Hier ein Stück interessante Lektüre für all jene, die gerne juristisches Quellenstudium betreiben. Es geht dabei um eine Verfassungsbeschwerde gegen die Änderung der Landesverfassung NRW vom März 1968. Damals waren konfessionelle Grund- und Hauptschulen zugunsten von Gemeinschaftsschulen geschwächt worden. Eltern klagten, weil Sie ihr Recht der freien Religionsausübung geschwächt sahen, wenn sie ihre Kinder nicht auf Bekenntnisschulen schicken konnten: „Es widerspreche […] der gleichheitlichen Behandlung aller, wenn allein den Anhängern der Gemeinschaftsschule „Minderheitenschutz“ unter Berufung auf Art. 4 GG gewährt werde, während den Anhängern der Bekenntnisschule sogar in den Orten, in denen sie eine beachtliche Mehrheit darstellten, ein entsprechender Schutz versagt bleibe.“ Die Beschwerden wurden im Dezember 1975 vom ersten Senat zurückgewiesen.
Das Urteil lautete:
1. Die Gemeinschaftsschule gemäß Art. 12 der Verfassung für das Land Nordrhein-Westfalen ist als Schulform mit dem Grundgesetz vereinbar. Sie führt Eltern und Kinder, die eine bekenntnisgebundene religiöse Erziehung wünschen, nicht in einen verfassungsrechtlich unzumutbaren Glaubenskonflikt und Gewissenskonflikt (im Anschluß an den Beschluß vom 17. Dezember 1975 – 1 BvR 63/68, BVerfGE 41, 29).

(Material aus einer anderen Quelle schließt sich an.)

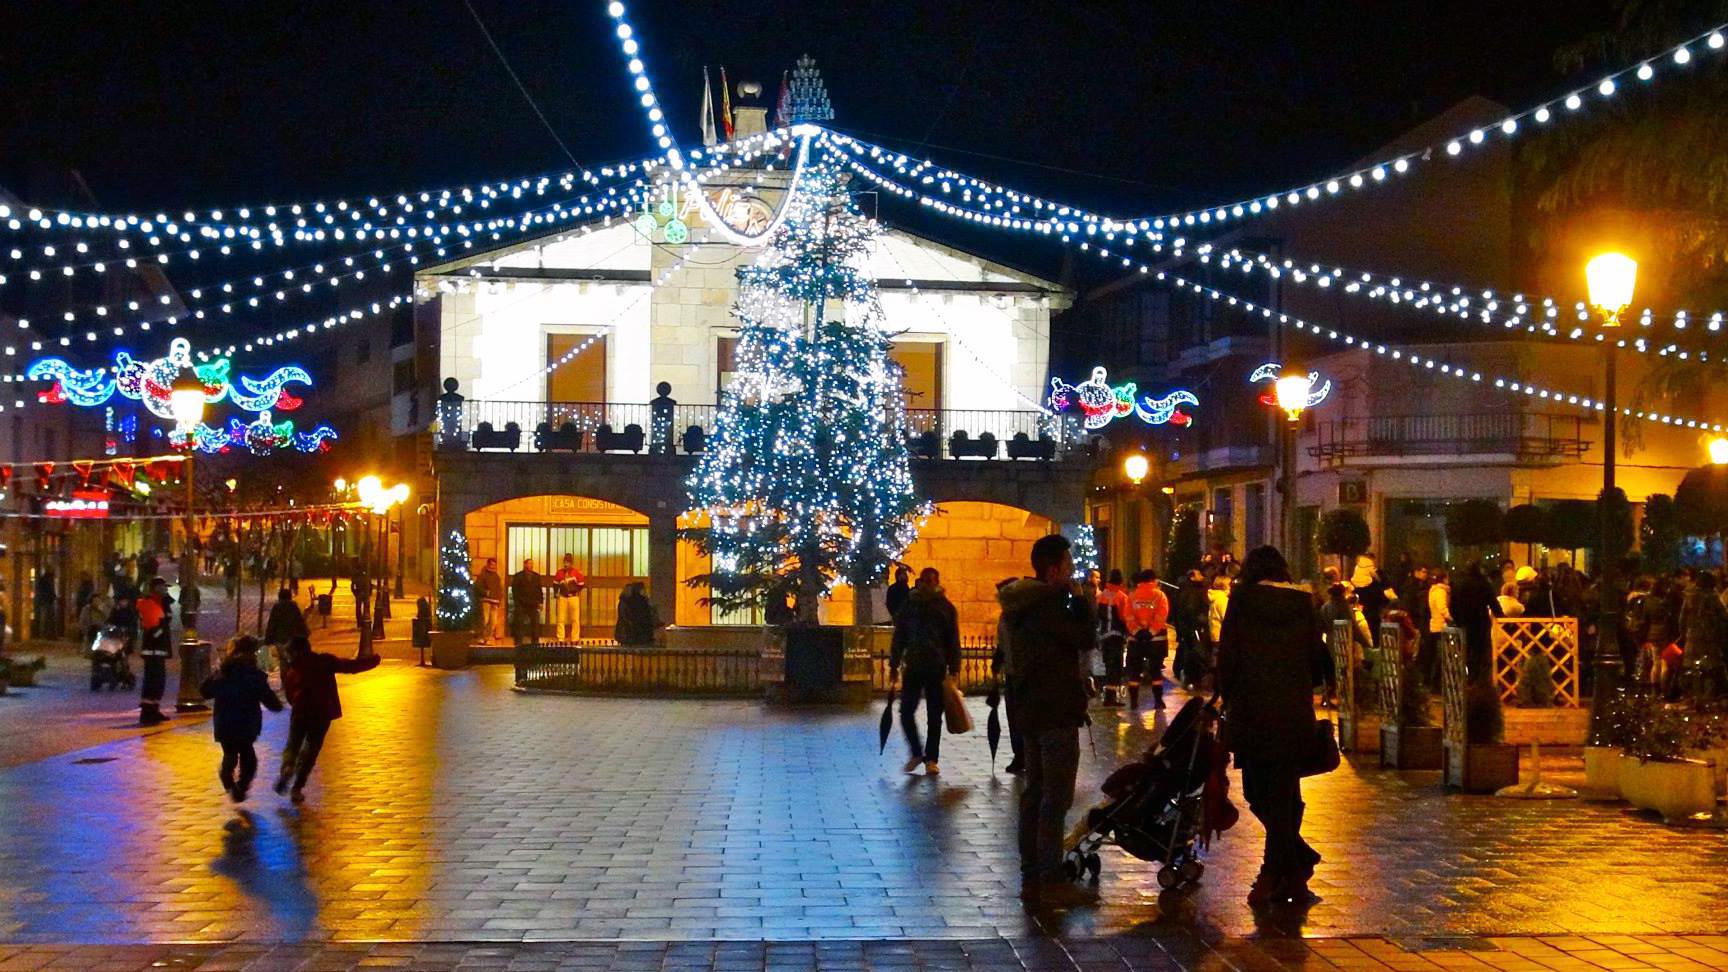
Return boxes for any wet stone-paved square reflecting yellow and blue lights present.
[0,662,1728,969]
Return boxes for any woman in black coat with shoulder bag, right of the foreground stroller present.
[1218,547,1325,908]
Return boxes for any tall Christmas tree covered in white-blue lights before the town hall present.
[684,163,928,621]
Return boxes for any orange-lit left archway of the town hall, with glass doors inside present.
[463,495,650,638]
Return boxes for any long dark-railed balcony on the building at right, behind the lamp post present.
[1308,412,1590,467]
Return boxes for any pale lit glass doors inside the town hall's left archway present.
[505,522,648,638]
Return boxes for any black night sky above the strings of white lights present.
[0,0,1638,223]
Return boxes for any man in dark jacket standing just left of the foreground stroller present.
[997,534,1092,901]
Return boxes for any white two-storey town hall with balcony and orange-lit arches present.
[415,154,1092,636]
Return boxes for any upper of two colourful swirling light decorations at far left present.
[26,337,313,420]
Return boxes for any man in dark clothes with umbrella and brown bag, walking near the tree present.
[888,567,961,777]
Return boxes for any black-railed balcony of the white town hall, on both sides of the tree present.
[437,393,1089,462]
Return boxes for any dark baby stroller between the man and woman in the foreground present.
[1063,695,1239,889]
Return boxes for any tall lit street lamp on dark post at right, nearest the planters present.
[1585,253,1638,745]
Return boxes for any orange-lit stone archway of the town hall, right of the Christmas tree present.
[902,500,1058,638]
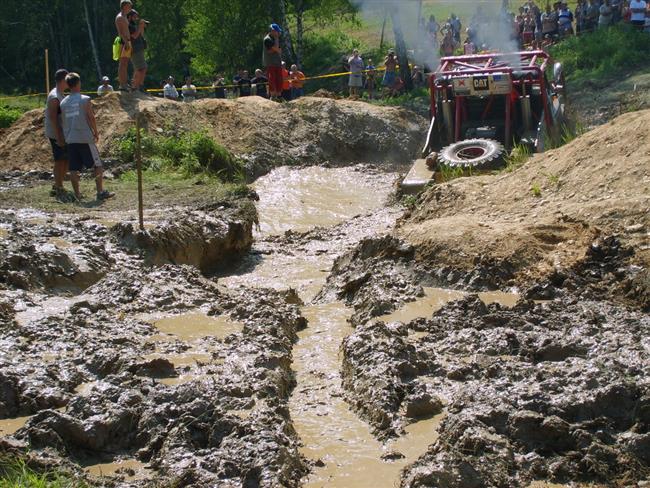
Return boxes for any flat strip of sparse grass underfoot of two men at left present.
[0,170,254,215]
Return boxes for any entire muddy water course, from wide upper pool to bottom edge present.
[220,168,442,488]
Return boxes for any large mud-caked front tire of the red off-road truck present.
[438,139,505,169]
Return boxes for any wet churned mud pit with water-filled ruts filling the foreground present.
[0,107,650,488]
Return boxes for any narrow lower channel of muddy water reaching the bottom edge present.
[289,302,442,488]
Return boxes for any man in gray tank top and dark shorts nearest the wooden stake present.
[61,73,115,200]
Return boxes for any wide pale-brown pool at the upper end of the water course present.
[254,166,393,234]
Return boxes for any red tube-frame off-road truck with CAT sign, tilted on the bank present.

2. Die bevorzugte Einrichtung solcher Gemeinschaftsschulen neben oder anstelle von Bekenntnisschulen ist mit Art. 6 Abs. 2 GG (Elternrecht) und Art. 4 Abs. 1 GG (Glaubensfreiheit und Gewissensfreiheit) vereinbar.
3. Im Verfahren der Verfassungsbeschwerde vor dem Bundesverfassungsgericht kann eine Verletzung des Art. 2 Abs. 1 GG nicht darauf gestützt werden, daß Landesrecht mit der Landesverfassung unvereinbar sei und deshalb nicht zur verfassungsmäßigen Ordnung im Sinne dieses Grundgesetzartikels gehöre.
Auszüge aus der (ausführlichen) Begründung:
Gegen die Einführung der Gemeinschaftsschule im Sinne des Art. 12 Abs. 6 LV als Regelschulform der Hauptschule und als bevorzugte Schulform im Bereich der Grundschule sind unter dem Gesichtspunkt der Grundrechte aus Art. 4 Abs. 1 sowie Art. 6 Abs. 2 GG keine Bedenken zu erheben.
[…]Da in einer pluralistischen Gesellschaft es jedoch dem Staat faktisch unmöglich ist, bei der weltanschaulichen Gestaltung der öffentlichen Pflichtschule allen Elternwünschen voll Rechnung zu tragen, muß davon ausgegangen werden, daß sich der Einzelne nicht uneingeschränkt auf das Freiheitsrecht aus Art. 4 GG berufen kann. In der Ausübung seines Grundrechts wird er insoweit durch die kollidierenden Grundrechte andersdenkender Personen begrenzt.
[…]Die im Schulwesen unvermeidlichen Spannungen zwischen „negativer“ und „positiver“ Religionsfreiheit muß der Landesgesetzgeber, falls er den Betroffenen aus schulorganisatorischen Gründen den Besuch einer Gemeinschaftsschule vorschreibt, in der Weise ausgleichen, daß er die verschiedenen verfassungsrechtlichen Gesichtspunkte unter Berücksichtigung des grundgesetzlichen Gebots der Toleranz miteinander nach dem Prinzip der „Konkordanz“ soweit als möglich in Einklang bringt.